Okan dış görünüşüyle ilgili komplekslerini umursamıyormuş gibi davranmakta ustadır,
Beyaz ise entellektüel birikiminin yetersiz oluşunu gizleme konusunda başarılıdır.
Okan konuklarına ve insanlara karşı gereksiz derecede kırıcı ve alaycı olabilir,
Beyaz ise gereğinden fazla kibar.
Okan'ın sağı solu belli olmaz, ne zaman ne diyeceğini bilemezsin,
Beyaz'ın ise hangi durumda nasıl reaksiyon vereceği öngörülebilir.
Sonuç itibari ile ikisi de herkesin zaten bildiği ve hemfikir olduğu konuları sanki irdeliyormuş gibi yapıp, farklı bir tarz ile aynı miktar parayı götürürler.
şahsen artık ikisinden de haz etmiyorum. bence artık kendi köşelerine çekilip gençlere yol açmalılar. okan evlendi, çocuğu oldu ve dolasıyla eski o vurdumduymaz ya da eğlenceli insan yok karşımızda. beyaz da artık baymaya başladı, konuklar bile artık 2. 3. kez geliyorlar programına ve tahmin edebiliyoruz neler olacağını programda. dediğim gibi yeni yüzler gerek artık talk-show programlarına.
nasıl sinan şamil süt, tyler durden süt tozu iken kızlar tyler'a hayransa okan ve beyazda da öyledir. okan süt, beyaz süt tozudur. izleyen genç hatunların büyük bir kızmı beyaz'a ''ayyh ne kadar tatlı, çok da efendi.'' diye sarkarken, izleyen bütün seyircilerin okan'a yorumu ; ''zeki herif be, kendini izletmesini biliyor, ahanda lafı da koydu.'' ya da '' ne sanıyor bu kendini be, televizyona oynuyor bildiğin, eleştirdiği aslında kendisi lan, kızı da üzdü pislik.'' olur.

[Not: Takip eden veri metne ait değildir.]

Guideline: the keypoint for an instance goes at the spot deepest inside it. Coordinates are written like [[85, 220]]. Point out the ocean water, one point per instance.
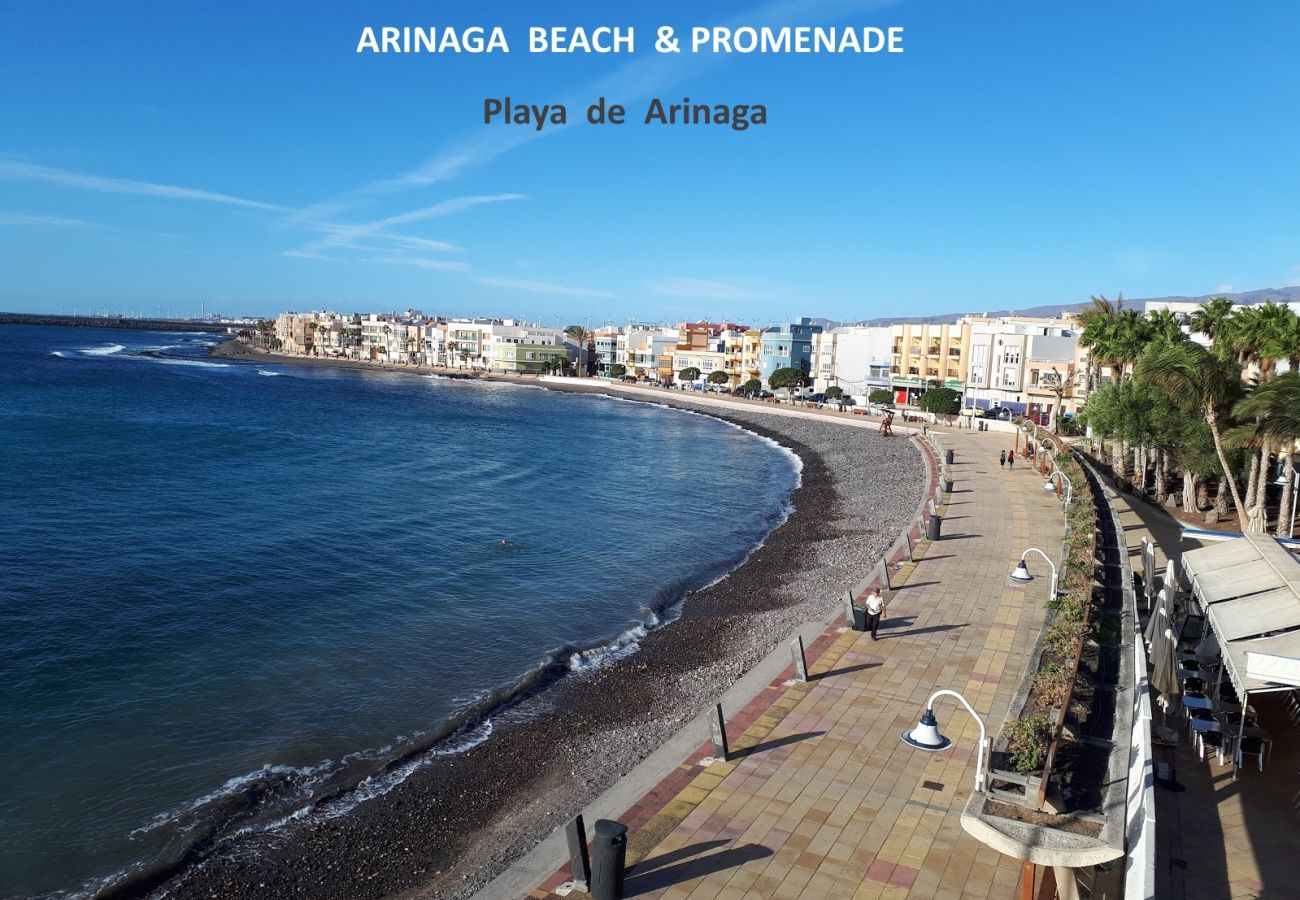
[[229, 589]]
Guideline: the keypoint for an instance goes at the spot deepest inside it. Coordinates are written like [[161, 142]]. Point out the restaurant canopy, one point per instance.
[[1249, 589]]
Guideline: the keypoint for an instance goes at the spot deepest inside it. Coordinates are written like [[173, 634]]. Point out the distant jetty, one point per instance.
[[121, 321]]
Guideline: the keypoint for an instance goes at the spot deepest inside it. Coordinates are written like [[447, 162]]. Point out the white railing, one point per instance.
[[1140, 814]]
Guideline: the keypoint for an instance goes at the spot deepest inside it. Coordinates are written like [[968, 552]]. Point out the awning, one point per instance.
[[1249, 589]]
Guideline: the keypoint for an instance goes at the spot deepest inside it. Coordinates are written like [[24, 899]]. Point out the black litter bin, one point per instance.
[[609, 860], [934, 528], [859, 618]]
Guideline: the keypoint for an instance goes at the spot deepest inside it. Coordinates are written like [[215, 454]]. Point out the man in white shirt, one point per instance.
[[876, 606]]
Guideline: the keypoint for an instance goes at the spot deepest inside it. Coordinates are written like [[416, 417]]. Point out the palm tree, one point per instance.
[[1201, 380], [1097, 323], [1275, 410]]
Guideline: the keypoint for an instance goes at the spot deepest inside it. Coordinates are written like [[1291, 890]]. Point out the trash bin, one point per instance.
[[609, 860], [934, 527], [859, 618]]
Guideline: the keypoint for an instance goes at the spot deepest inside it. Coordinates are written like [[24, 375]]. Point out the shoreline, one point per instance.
[[458, 821]]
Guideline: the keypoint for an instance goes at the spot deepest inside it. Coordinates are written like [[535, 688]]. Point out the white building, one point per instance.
[[854, 358], [641, 347], [999, 350]]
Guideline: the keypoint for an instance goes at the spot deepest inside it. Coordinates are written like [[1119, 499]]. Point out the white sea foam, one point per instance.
[[103, 351], [310, 774], [624, 645], [187, 362]]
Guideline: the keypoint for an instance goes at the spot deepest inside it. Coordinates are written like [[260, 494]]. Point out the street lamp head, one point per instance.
[[926, 735]]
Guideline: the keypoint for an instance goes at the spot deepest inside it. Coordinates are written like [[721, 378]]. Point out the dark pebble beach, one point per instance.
[[458, 821]]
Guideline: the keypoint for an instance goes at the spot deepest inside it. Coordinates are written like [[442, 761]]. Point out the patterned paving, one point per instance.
[[820, 797]]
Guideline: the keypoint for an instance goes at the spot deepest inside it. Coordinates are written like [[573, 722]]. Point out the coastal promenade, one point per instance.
[[820, 797], [1217, 836]]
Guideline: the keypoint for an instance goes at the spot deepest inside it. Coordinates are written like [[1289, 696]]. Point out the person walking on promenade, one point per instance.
[[876, 606]]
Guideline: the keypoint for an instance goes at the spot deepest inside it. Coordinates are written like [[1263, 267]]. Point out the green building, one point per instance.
[[531, 358]]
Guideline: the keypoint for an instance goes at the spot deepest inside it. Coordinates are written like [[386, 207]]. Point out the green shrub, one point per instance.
[[1027, 740]]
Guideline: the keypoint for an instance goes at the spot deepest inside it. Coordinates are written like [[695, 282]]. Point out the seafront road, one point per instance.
[[820, 797]]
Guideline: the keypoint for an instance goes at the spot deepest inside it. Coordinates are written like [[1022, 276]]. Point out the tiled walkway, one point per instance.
[[820, 797], [1218, 838]]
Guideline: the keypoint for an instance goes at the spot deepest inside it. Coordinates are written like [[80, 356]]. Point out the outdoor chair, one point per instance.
[[1233, 718], [1210, 739], [1256, 747]]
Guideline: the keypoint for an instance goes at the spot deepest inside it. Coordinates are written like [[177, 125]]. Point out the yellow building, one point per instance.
[[926, 357]]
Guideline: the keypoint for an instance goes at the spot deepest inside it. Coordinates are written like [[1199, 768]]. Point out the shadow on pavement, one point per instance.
[[696, 868], [740, 753]]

millet ahlak bekçiliğine girişmiş kalmış. ne zaman bu ülkede dürüst olursan sınırlamalarla yaşamazsan o kadar kötü olursun. okan bayülgen bunun örneğidir. bu adamı bilen iyi bilir onun en ufak bir ahlaksızlığını görmedim bugüne kadar. beyaz devamlı ahlaklı olmaya çalışır ve bunu gözümüze gözümüze sokar. çünkü ancak kendini böyle sevdirmeye çalışır. televizyona çıktığında beni büyüleyemez ama okan büyüler. hep korkurmaz mı zaten sürekli ahlaklıyım triplerinde olanlardan. beyazda öyledir dürüst değildir. gerçekte işi pişirir ama ekrana geldiğinde çok düzgünüm, ahlaklıyım havasına girer. ne gerek var böyle sahtekarlıklara? okan kendini adam gibi adam oluyum, ahlaklı olayım diye sevdirmek istemez. böyle numaralara ancak beyaz girişir. cem yılmaz okan bayülgen onlar bu tip davranışları sergilemez. sonuçta okan herşeyini söyleyebilecek kadar dürüsttür. beyaz gerçekte olduğu gibi değil ekranda süt çocuğudur. buradanda anlaşılacağı gibi gerçek okan bayülgen'dir.